The enigma of Latino Pentecostals is found in their ability to resist labels and simple classifications. Or maybe it’s just that most people’s assumptions about them are all wrong? Either way, Latino Pentecostals have been ignored, misunderstood, and mislabeled for too long.
The Latino community has functioned almost undercover for many years, hidden for the most part from the eyes of mainstream society. In The Labyrinth of Solitude, writer Octavio Paz calls the “masks” that Mexicans and other Latinos wear in society “a wall that is no less impenetrable for being invisible.” The image of Latinos in mainstream U.S. society is as unfocused as our ability to agree on what we will call them—Latino or Hispanic, Chicano or Boricua. The name we choose for Latinos tells us more about ourselves us than it does about them.
Pentecostals, too, are unknown, even suspect to many.
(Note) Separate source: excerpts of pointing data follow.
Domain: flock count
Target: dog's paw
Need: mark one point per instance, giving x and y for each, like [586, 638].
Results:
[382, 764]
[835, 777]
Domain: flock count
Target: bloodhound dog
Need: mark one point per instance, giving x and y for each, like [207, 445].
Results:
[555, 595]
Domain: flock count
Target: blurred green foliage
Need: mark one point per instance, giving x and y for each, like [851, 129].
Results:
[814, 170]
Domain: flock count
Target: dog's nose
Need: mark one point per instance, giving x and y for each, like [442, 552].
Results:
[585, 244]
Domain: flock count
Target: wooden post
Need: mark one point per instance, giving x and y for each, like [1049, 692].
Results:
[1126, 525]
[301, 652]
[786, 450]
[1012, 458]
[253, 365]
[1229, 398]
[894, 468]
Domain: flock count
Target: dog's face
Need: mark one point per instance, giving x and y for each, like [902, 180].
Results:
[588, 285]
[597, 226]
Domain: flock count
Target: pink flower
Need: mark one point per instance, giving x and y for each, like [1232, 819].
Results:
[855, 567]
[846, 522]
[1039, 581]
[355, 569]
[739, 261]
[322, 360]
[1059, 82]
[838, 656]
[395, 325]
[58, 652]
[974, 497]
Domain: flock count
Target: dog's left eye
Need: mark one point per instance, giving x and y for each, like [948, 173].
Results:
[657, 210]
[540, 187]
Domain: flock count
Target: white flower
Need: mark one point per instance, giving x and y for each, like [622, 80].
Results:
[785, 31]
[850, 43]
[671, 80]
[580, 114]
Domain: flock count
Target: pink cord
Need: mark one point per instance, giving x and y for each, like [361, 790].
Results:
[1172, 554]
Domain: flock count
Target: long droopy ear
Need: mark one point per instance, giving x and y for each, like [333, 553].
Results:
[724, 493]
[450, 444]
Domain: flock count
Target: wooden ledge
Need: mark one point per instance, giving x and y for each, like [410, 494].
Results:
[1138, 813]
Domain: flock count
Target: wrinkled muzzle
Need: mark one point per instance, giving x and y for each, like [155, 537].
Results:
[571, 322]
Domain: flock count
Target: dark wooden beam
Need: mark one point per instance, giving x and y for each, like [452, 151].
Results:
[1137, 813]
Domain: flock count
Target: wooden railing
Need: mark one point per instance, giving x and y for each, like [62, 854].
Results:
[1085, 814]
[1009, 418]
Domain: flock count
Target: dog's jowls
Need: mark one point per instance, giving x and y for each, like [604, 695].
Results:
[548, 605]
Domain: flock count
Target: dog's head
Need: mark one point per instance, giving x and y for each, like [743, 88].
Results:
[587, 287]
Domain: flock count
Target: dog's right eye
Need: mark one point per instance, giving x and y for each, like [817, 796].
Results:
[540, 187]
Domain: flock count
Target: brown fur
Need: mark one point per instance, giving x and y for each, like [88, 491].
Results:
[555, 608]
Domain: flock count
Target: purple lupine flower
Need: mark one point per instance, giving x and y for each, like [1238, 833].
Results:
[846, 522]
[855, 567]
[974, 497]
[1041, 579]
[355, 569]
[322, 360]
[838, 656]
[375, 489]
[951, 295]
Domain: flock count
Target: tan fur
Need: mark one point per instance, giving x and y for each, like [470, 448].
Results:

People don’t know what to make of their unknown tongues, miracles, or outlandish holy roller ways. Pentecostals from Aimee Semple McPherson to Pat Robertson are partly to blame for this—with a striving to be in this world but not of it that sometimes borders on the bizarre and sensational. Most Pentecostals, however, deserve more down-to-earth reputations. By preaching that everyone has a right to enter into direct contact with God regardless of their education, race, or class, Pentecostals have become the fastest growing Christian movement in the world today.